Sechenov Institute of Evolutionary Physiology and Biochemistry, Russian Academy of Sciences, St. Petersburg, Russia.
Institute of Chemistry, St. Petersburg State University, St. Petersburg, Russia.
Dokl Biochem Biophys. 2022 Apr;503(1):67-70. doi: 10.1134/S1607672922020016. Epub 2022 May 10.
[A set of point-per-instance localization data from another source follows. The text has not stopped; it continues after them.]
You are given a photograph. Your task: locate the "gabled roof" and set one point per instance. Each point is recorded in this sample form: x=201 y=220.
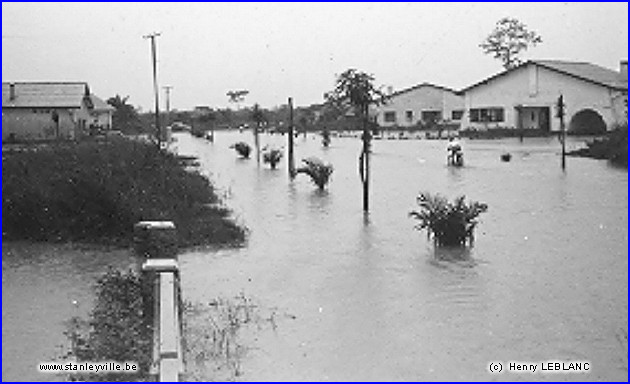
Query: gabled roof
x=422 y=85
x=44 y=95
x=580 y=70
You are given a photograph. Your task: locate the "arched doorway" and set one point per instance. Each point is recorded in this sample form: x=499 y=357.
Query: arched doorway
x=587 y=122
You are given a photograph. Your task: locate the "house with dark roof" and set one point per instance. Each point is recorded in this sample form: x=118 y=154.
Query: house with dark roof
x=51 y=110
x=525 y=97
x=423 y=104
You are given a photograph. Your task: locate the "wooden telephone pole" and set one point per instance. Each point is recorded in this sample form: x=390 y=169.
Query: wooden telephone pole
x=156 y=91
x=167 y=89
x=291 y=154
x=365 y=160
x=561 y=106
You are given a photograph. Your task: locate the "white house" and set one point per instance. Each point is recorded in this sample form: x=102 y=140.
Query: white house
x=525 y=97
x=49 y=110
x=421 y=104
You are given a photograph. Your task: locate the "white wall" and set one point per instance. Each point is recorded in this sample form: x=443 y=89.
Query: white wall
x=26 y=125
x=424 y=98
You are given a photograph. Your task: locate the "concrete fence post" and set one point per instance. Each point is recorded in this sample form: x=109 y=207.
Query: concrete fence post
x=156 y=250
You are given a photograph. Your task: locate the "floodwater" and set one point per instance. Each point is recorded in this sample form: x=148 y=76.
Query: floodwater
x=368 y=298
x=43 y=286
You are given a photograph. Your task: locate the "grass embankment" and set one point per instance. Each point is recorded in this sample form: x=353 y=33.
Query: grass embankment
x=95 y=192
x=613 y=147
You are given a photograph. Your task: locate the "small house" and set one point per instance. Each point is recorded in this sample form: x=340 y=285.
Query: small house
x=421 y=105
x=51 y=110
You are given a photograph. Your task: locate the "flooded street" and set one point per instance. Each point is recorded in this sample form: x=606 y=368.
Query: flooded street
x=369 y=299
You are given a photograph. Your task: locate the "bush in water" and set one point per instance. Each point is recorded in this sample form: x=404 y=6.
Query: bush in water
x=120 y=327
x=272 y=157
x=243 y=149
x=318 y=171
x=450 y=223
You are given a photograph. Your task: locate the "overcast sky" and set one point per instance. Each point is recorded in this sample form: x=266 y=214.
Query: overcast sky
x=277 y=50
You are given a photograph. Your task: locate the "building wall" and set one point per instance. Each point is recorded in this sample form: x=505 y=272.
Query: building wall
x=37 y=123
x=423 y=99
x=534 y=86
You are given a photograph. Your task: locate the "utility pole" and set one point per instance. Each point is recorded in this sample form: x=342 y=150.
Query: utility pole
x=563 y=136
x=158 y=130
x=291 y=156
x=167 y=89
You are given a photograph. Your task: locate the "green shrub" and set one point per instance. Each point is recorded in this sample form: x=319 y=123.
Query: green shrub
x=120 y=327
x=318 y=171
x=450 y=223
x=612 y=147
x=96 y=192
x=243 y=149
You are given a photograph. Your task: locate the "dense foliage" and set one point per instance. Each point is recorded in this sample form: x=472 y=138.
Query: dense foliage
x=96 y=192
x=243 y=149
x=318 y=171
x=613 y=147
x=272 y=157
x=120 y=327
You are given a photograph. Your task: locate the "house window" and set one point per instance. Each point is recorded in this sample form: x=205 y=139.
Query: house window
x=480 y=115
x=457 y=115
x=390 y=117
x=431 y=116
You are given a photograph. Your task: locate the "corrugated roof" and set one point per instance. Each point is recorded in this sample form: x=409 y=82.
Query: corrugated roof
x=587 y=71
x=99 y=104
x=584 y=71
x=44 y=95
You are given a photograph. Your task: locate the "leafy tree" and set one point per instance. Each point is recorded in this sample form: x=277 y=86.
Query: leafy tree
x=237 y=96
x=125 y=117
x=355 y=91
x=508 y=39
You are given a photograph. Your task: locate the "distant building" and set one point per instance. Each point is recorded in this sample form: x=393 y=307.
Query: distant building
x=50 y=110
x=525 y=97
x=421 y=105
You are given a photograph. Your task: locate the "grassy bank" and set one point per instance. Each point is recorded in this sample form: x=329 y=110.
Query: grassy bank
x=95 y=192
x=613 y=147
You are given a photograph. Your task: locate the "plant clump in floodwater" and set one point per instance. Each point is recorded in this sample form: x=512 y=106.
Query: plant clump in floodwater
x=272 y=157
x=449 y=223
x=319 y=171
x=220 y=333
x=120 y=328
x=243 y=149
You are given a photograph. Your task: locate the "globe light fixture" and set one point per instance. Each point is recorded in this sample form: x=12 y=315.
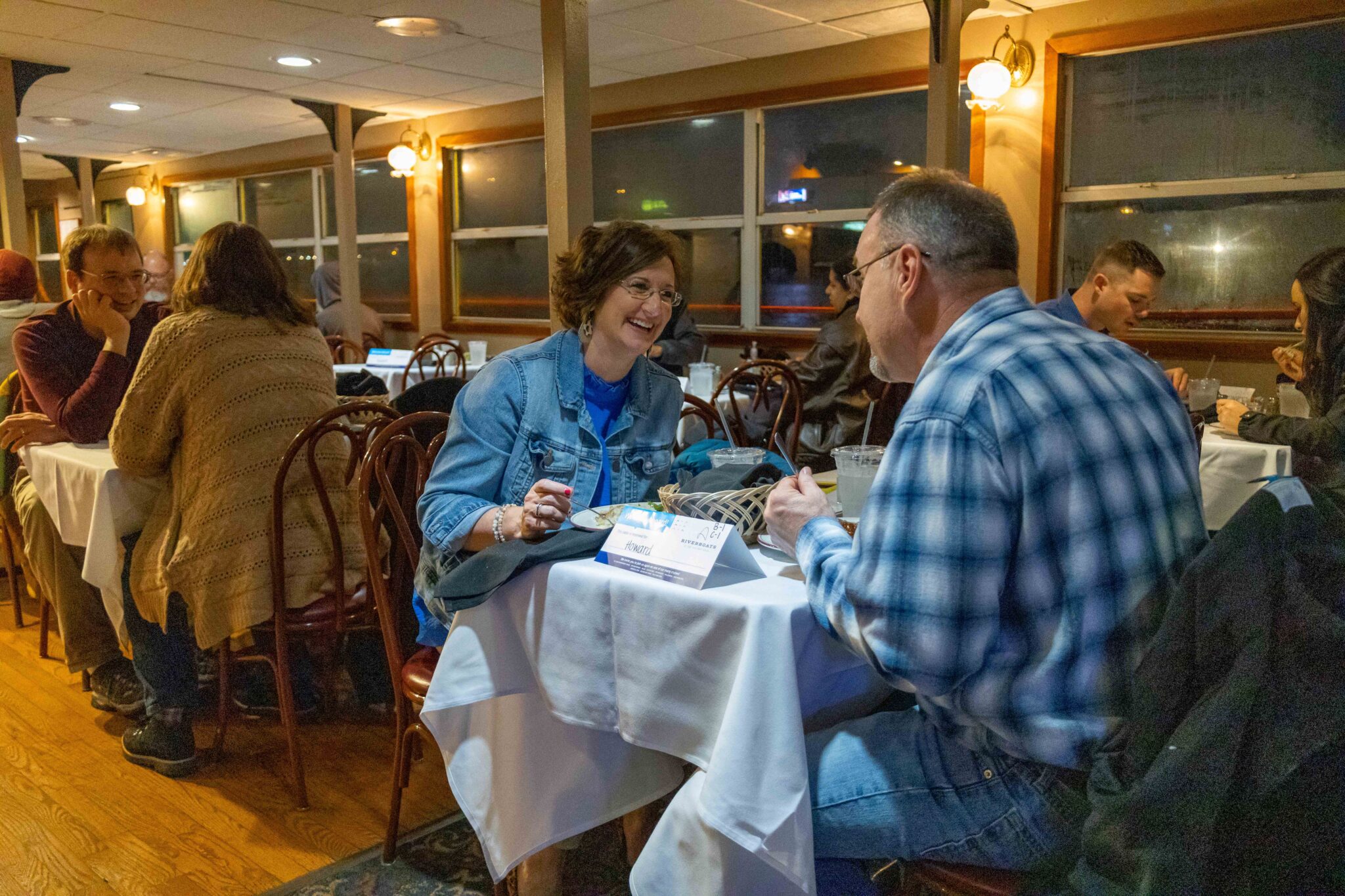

To normalize the thyroid status in hypothyroidism caused by resistance to thyroid-stimulating hormone (TSH), low-molecular-weight allosteric agonists of TSH receptor can be used. A new compound ethyl-2-(4-(4-(5-amino-6-(tert-butylcarbamoyl)-2-(methylthio)thieno[2,3-d]-pyrimidine-4-yl)phenyl)-1H-1,2,3-triazol-1-yl) acetate (TPY3m), which stimulated the production of thyroxine when administered to rats (25 mg/kg, i.p.) and also increased the expression of thyroidogenic genes in the cultured FRTL-5 thyrocytes (30 μM) and the rat thyroid gland. The in vitro and in vivo treatment with TPY3m did not lead to a decrease in the expression of the TSH receptor gene in thyrocytes, restoring it under the conditions of receptor hyperactivation by the hormone. This determines the retaining and, in some cases, potentiation of the thyroidogenic effects of TSH (FRTL-5) or thyroliberin (rats) when they are coadministered with TPY3m. TPY3m is a prototype drug for correcting thyroid system functions in subclinical hypothyroidism.
为了使因抗促甲状腺激素(TSH)而引起的甲状腺功能减退的甲状腺功能正常化,可以使用 TSH 受体的低分子量变构激动剂。一种新的化合物乙基-2-(4-(4-(5-氨基-6-(叔丁基羰基)-2-(甲硫基)噻吩并[2,3-d]嘧啶-4-基)苯基)-1H-1,2,3-三唑-1-基)乙酸酯(TPY3m),当给予大鼠时(25mg/kg,ip)刺激甲状腺素的产生,并且还增加了在培养的 FRTL-5 甲状腺细胞(30μM)和大鼠甲状腺中甲状腺生成基因的表达。TPY3m 的体外和体内处理不会导致甲状腺细胞中 TSH 受体基因的表达减少,在激素对受体的超激活条件下恢复其表达。这决定了当 TPY3m 与 TSH(FRTL-5)或促甲状腺素释放激素(大鼠)共同给予时,保留和在某些情况下增强 TSH 的甲状腺生成作用(FRTL-5)或促甲状腺素释放激素(大鼠)。TPY3m 是纠正亚临床甲状腺功能减退症甲状腺系统功能的原型药物。